Eén op de twee huizen in ons land is voorzien van Gyproc-platen. Het bedrijf, dat dit jaar zijn 60ste verjaardag viert, heeft meer dan de helft van de afbouwmarkt in handen. En toch zijn ze in Kallo verbaasd dat ze nummer 1 zijn in onze Maakindustrie 100. ‘We zijn altijd verbaasd als we ergens bovenaan eindigen, maar het verbaast ons niet dat we goede resultaten boeken. Saint-Gobain heeft wat bedrijven verschoven binnen de groep.
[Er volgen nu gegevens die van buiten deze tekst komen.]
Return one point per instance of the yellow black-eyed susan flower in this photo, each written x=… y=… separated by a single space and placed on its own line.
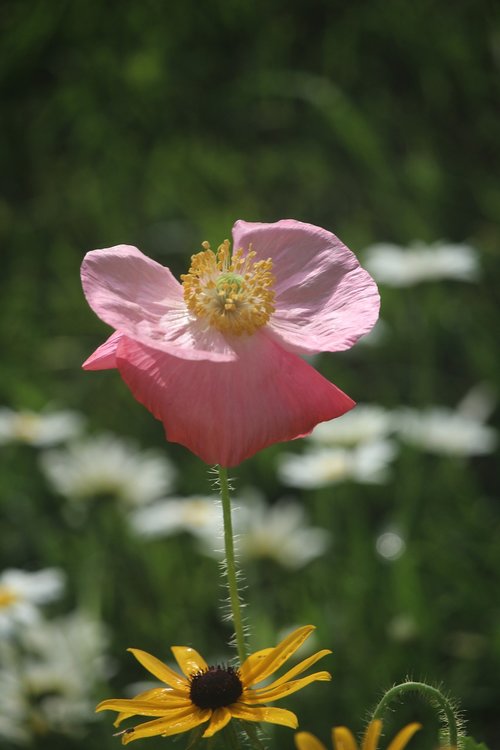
x=215 y=694
x=343 y=738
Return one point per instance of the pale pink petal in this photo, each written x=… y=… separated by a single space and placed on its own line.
x=226 y=412
x=104 y=357
x=141 y=298
x=324 y=300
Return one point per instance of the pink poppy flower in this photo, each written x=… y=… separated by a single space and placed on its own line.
x=215 y=357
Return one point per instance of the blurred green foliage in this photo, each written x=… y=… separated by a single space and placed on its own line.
x=158 y=124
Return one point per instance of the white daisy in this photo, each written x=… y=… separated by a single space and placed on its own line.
x=278 y=532
x=452 y=432
x=40 y=429
x=108 y=465
x=367 y=463
x=49 y=677
x=364 y=423
x=197 y=515
x=22 y=593
x=401 y=267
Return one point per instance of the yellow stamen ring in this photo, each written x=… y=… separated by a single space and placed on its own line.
x=233 y=293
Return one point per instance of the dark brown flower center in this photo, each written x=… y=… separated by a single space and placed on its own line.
x=215 y=687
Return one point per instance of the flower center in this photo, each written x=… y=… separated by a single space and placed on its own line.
x=7 y=597
x=232 y=292
x=215 y=687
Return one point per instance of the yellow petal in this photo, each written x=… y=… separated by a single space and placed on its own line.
x=264 y=713
x=372 y=735
x=274 y=693
x=189 y=660
x=251 y=662
x=404 y=736
x=220 y=717
x=343 y=739
x=134 y=707
x=253 y=672
x=307 y=741
x=152 y=693
x=160 y=670
x=302 y=666
x=167 y=727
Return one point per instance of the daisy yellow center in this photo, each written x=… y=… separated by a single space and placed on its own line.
x=7 y=597
x=215 y=687
x=233 y=293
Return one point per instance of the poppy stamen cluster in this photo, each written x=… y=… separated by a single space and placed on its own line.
x=234 y=294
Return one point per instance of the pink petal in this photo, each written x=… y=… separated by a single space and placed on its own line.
x=104 y=357
x=226 y=412
x=141 y=298
x=324 y=300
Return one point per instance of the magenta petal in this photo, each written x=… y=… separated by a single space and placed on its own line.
x=141 y=298
x=104 y=357
x=226 y=412
x=324 y=300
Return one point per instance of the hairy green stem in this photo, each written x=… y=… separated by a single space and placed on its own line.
x=434 y=696
x=232 y=579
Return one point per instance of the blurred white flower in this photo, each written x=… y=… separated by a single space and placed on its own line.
x=390 y=545
x=48 y=677
x=196 y=515
x=38 y=428
x=367 y=463
x=363 y=423
x=452 y=432
x=22 y=593
x=401 y=267
x=108 y=465
x=276 y=532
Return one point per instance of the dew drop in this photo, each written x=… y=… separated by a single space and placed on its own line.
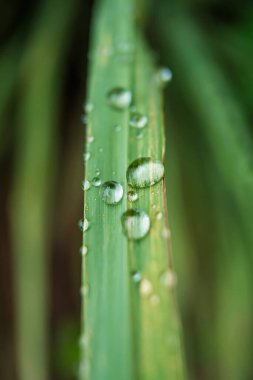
x=144 y=172
x=136 y=277
x=132 y=196
x=159 y=215
x=111 y=192
x=96 y=181
x=117 y=128
x=84 y=290
x=83 y=250
x=166 y=233
x=90 y=139
x=88 y=107
x=86 y=156
x=84 y=119
x=119 y=98
x=168 y=278
x=137 y=120
x=83 y=225
x=139 y=135
x=86 y=185
x=145 y=287
x=135 y=224
x=164 y=76
x=154 y=299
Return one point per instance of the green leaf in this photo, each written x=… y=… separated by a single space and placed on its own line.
x=130 y=329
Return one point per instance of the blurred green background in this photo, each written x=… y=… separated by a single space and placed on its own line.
x=208 y=44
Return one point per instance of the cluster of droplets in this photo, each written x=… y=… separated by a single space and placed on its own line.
x=141 y=173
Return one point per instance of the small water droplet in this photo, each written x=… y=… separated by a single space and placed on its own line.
x=145 y=287
x=135 y=223
x=136 y=277
x=84 y=290
x=144 y=172
x=88 y=107
x=168 y=278
x=159 y=215
x=84 y=119
x=166 y=233
x=163 y=76
x=86 y=185
x=86 y=156
x=111 y=192
x=154 y=299
x=119 y=98
x=83 y=250
x=117 y=128
x=139 y=135
x=90 y=139
x=96 y=181
x=132 y=196
x=83 y=224
x=137 y=120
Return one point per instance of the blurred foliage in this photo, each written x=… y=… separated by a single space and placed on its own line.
x=209 y=192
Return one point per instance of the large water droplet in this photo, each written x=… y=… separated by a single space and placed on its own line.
x=164 y=76
x=132 y=196
x=111 y=192
x=96 y=181
x=144 y=172
x=135 y=223
x=137 y=120
x=119 y=98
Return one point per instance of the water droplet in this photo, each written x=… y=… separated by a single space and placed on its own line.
x=111 y=192
x=125 y=47
x=164 y=76
x=144 y=172
x=159 y=215
x=166 y=233
x=154 y=299
x=88 y=107
x=139 y=135
x=136 y=277
x=84 y=119
x=83 y=225
x=137 y=120
x=90 y=139
x=96 y=181
x=119 y=98
x=86 y=156
x=135 y=223
x=86 y=185
x=145 y=287
x=83 y=250
x=132 y=196
x=168 y=278
x=117 y=128
x=84 y=290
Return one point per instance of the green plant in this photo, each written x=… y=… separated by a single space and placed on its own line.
x=130 y=326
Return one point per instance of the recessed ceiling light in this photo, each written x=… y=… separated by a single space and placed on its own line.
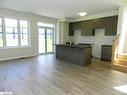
x=82 y=13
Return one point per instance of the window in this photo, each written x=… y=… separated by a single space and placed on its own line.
x=14 y=32
x=1 y=34
x=11 y=32
x=45 y=25
x=24 y=32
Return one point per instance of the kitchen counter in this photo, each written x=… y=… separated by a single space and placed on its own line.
x=80 y=55
x=75 y=46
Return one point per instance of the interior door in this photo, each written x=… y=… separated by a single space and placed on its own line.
x=46 y=40
x=42 y=41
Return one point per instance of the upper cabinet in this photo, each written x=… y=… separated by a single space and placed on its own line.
x=88 y=27
x=111 y=25
x=74 y=26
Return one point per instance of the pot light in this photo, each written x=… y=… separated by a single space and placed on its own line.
x=82 y=13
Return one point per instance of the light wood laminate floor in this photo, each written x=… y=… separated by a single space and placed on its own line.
x=44 y=75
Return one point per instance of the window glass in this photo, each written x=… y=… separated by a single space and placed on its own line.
x=24 y=32
x=11 y=32
x=1 y=34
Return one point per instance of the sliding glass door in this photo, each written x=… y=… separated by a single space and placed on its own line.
x=46 y=40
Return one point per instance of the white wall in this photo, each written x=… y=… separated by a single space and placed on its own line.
x=63 y=32
x=122 y=29
x=98 y=40
x=10 y=53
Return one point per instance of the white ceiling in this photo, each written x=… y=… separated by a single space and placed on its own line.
x=61 y=8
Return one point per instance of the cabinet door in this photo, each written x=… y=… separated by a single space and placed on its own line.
x=84 y=28
x=71 y=29
x=109 y=26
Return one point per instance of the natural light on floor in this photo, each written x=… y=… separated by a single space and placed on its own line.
x=122 y=88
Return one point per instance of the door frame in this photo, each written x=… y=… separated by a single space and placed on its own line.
x=45 y=28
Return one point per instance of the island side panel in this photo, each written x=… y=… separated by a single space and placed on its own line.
x=74 y=55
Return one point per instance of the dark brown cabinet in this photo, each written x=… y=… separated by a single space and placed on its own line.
x=111 y=25
x=88 y=27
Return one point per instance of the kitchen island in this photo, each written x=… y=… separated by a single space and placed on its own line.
x=80 y=55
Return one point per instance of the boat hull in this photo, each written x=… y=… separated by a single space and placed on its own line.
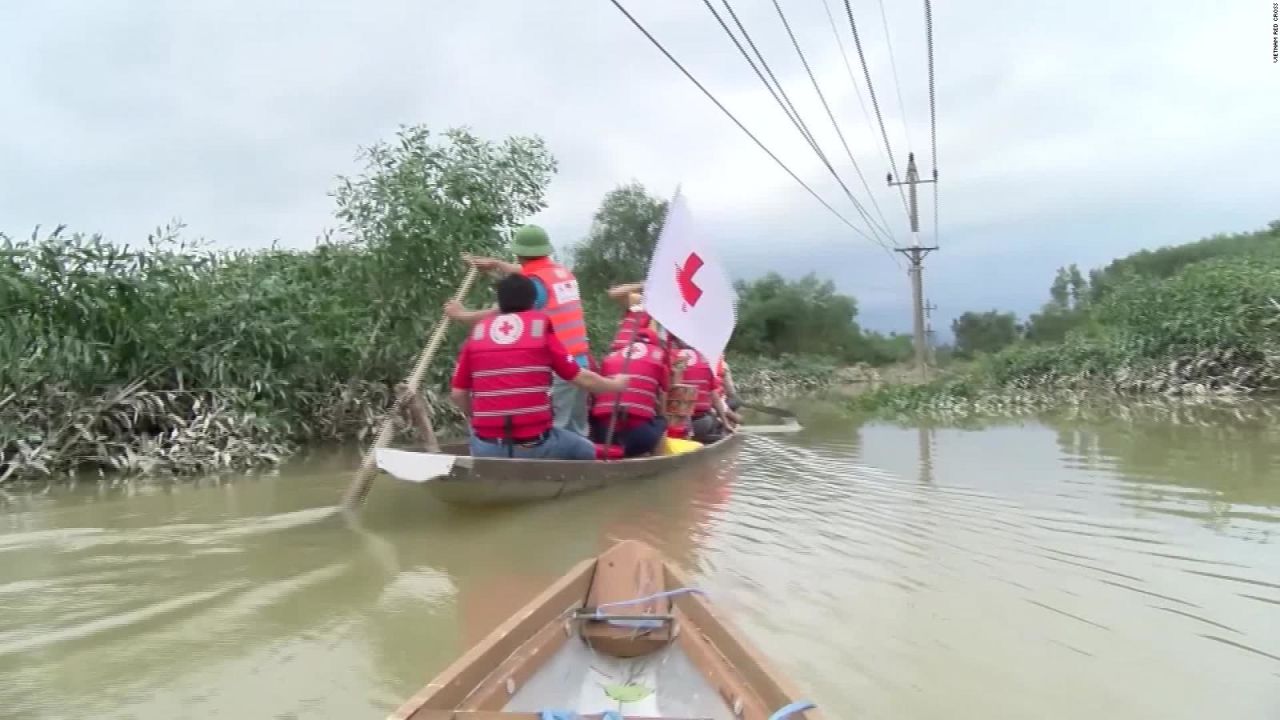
x=691 y=664
x=502 y=481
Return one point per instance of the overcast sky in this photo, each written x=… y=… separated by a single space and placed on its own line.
x=1068 y=131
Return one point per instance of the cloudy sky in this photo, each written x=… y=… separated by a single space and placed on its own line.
x=1068 y=131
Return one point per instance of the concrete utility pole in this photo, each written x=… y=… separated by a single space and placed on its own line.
x=915 y=253
x=928 y=331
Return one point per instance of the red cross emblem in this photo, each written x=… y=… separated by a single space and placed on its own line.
x=689 y=292
x=506 y=329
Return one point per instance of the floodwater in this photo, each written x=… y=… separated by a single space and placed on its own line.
x=1060 y=570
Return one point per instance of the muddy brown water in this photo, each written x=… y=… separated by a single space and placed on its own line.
x=1047 y=570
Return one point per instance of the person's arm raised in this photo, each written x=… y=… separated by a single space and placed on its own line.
x=460 y=314
x=593 y=382
x=622 y=292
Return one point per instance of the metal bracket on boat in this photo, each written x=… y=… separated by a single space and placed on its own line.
x=634 y=620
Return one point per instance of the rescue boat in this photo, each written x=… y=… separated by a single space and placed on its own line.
x=455 y=477
x=621 y=636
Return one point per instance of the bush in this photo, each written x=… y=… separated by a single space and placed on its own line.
x=178 y=358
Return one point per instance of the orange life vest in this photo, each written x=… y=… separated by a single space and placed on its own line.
x=563 y=305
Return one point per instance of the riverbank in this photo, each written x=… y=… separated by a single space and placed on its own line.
x=144 y=428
Daardoor zijn er meer bedrijven, meer mensen en meer omzet bij Saint-Gobain Construction Products gekomen. Maar het goede resultaat is wel voor meer dan de helft het resultaat van dit huis’, zegt Managing Director Rini Quirijns.
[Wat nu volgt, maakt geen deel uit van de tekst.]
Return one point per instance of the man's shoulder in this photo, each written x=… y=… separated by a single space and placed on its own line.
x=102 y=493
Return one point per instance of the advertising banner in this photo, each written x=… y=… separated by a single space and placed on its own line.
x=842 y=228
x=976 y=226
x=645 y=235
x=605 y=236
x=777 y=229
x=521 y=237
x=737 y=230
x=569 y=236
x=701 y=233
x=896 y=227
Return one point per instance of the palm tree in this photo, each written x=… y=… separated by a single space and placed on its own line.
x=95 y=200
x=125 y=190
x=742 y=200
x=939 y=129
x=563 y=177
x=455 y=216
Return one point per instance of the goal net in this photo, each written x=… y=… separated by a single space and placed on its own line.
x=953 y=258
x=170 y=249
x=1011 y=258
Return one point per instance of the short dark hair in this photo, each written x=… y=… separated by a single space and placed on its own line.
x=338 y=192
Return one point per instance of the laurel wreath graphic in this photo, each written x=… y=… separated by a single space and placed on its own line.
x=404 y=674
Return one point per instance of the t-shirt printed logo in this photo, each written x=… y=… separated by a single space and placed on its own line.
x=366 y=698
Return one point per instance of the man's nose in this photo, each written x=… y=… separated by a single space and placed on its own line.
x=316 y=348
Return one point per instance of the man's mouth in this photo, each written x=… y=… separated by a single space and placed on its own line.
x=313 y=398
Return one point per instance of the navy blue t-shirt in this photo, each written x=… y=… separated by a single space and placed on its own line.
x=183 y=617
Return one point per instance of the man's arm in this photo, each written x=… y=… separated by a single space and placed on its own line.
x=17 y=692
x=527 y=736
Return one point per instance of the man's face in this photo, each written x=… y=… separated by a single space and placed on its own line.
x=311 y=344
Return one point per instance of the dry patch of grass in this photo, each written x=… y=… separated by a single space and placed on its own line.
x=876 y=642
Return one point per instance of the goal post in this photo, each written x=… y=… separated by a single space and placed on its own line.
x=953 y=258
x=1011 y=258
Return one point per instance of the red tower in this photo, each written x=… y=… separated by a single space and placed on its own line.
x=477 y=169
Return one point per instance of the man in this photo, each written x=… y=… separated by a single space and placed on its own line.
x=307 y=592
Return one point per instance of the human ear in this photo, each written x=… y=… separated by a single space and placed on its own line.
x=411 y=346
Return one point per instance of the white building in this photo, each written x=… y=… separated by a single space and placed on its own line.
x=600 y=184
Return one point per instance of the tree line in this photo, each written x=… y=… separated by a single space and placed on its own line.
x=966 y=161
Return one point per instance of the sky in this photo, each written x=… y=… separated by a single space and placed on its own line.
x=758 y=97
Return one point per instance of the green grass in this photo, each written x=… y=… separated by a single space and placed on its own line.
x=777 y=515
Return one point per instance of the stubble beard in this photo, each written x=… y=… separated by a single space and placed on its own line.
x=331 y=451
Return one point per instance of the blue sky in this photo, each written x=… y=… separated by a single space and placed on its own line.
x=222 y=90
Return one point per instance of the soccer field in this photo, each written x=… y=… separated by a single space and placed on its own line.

Over de reden waarom de moeilijke jaren in de bouw het bedrijf haast niet geraakt lijken te hebben, kan hij kort zijn. ‘Hard werken, daar begint het mee. Slim zijn (lacht). Iedereen kent Gyproc van de Gyproc-platen, maar wij doen ook pleisters en voegproducten. We leveren profielen, accessoires, gereedschappen, een heel pakket of totaaloplossing, waarmee we ook een sterke positie hebben. Als je maar één element hebt, dan ben je redelijk kwetsbaar. Als je de volle breedte hebt, dan moet er wel heel wat gebeuren wil je zwaar achteruitgaan.’
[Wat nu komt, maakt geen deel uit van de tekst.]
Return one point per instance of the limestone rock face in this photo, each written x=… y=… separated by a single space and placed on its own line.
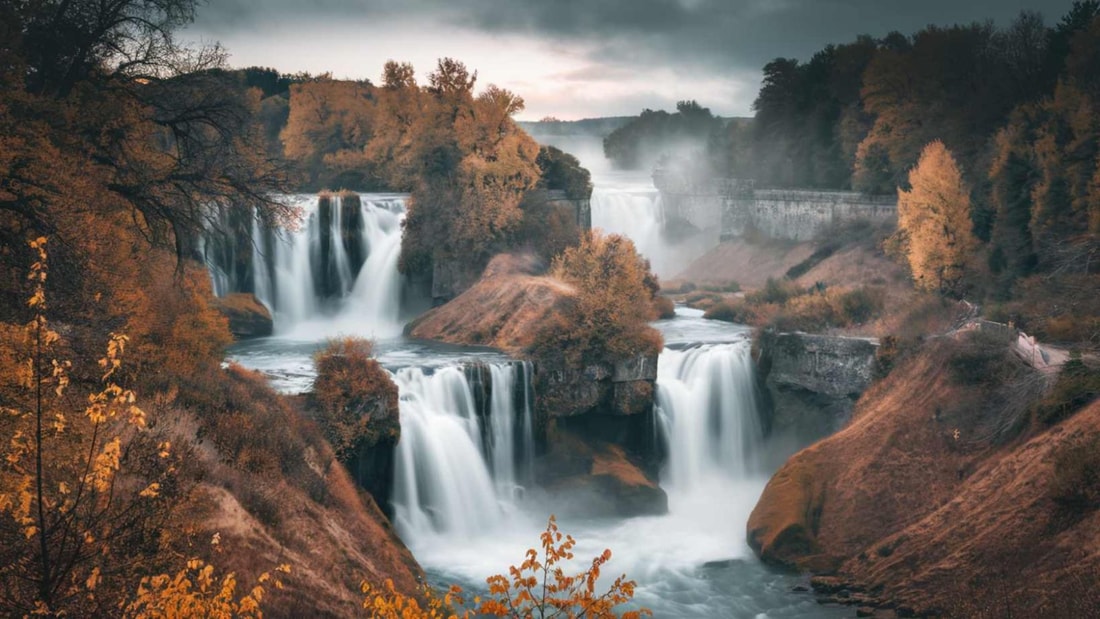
x=248 y=317
x=814 y=380
x=372 y=464
x=503 y=309
x=596 y=479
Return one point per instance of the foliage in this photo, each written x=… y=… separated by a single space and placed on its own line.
x=1076 y=387
x=934 y=218
x=354 y=398
x=787 y=306
x=194 y=592
x=655 y=134
x=608 y=317
x=730 y=311
x=538 y=588
x=391 y=604
x=563 y=172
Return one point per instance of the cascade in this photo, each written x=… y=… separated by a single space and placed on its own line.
x=459 y=464
x=337 y=274
x=707 y=412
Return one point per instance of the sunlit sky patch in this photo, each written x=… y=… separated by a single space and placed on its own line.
x=576 y=58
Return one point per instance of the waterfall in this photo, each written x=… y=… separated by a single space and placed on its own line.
x=637 y=213
x=460 y=464
x=338 y=274
x=707 y=412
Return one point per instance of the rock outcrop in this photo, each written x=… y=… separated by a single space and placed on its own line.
x=501 y=310
x=814 y=380
x=910 y=508
x=248 y=317
x=593 y=423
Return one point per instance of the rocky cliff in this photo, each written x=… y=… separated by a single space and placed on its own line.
x=814 y=380
x=594 y=423
x=911 y=507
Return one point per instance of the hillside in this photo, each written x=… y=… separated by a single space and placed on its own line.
x=915 y=505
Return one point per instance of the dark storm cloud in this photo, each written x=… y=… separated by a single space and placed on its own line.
x=730 y=34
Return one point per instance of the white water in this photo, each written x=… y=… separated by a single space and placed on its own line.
x=626 y=202
x=453 y=477
x=706 y=405
x=366 y=300
x=706 y=402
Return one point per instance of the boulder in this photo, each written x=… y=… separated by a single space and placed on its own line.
x=248 y=317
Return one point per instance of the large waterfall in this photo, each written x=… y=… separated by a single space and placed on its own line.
x=465 y=448
x=337 y=274
x=635 y=210
x=708 y=412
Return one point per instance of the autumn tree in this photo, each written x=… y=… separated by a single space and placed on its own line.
x=537 y=588
x=86 y=486
x=354 y=401
x=608 y=318
x=657 y=134
x=329 y=125
x=934 y=217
‘We zijn heel goed in wat we doen, maar de buitenwereld weet het niet. We zijn een beetje introvert, geen partij die alles luid en breed in de markt gaat zetten. We hebben onder meer de Ghelamco Arena gedaan en het Havenhuis. Daar zijn onze mensen best trots op, maar we dragen we dat niet zo uit’, vult Marketing Director Els Deschee- maeker aan. Communicatie over innovatieve producten en de performantie daarvan, daar zal de komende jaren fors op worden ingezet bij Gyproc. ‘De markt in België is heel diffuus. We hebben te maken met architecten, studiebureaus, aannemers, verwerkers en consumenten. Het duurt dan wel even voordat je die mee hebt met alles wat nieuw is’, vervolgt Rini Quirijns.
‘Absoluut, de grootste markt in België is die voor renovatie en wij zijn hierin voorlopers. De overheid geeft een goede stimulans met subsidies, maar wanneer je voor subsidies in aanmerking wil komen, dient het systeem dat je gebruikt wel goedgekeurd te zijn. Onze systemen zijn getest door het WTCB. Ook dient de plaatser of de architect gecertificeerd te zijn. In het Training Center in Kallo verzorgen wij ook zelf deze opleidingen. Zo draaien we in het hele plaatje mee. We zijn expert, we weten hoe het moet, hoe we het moeten maken, hoe we het moeten onderbouwen en uitleggen.’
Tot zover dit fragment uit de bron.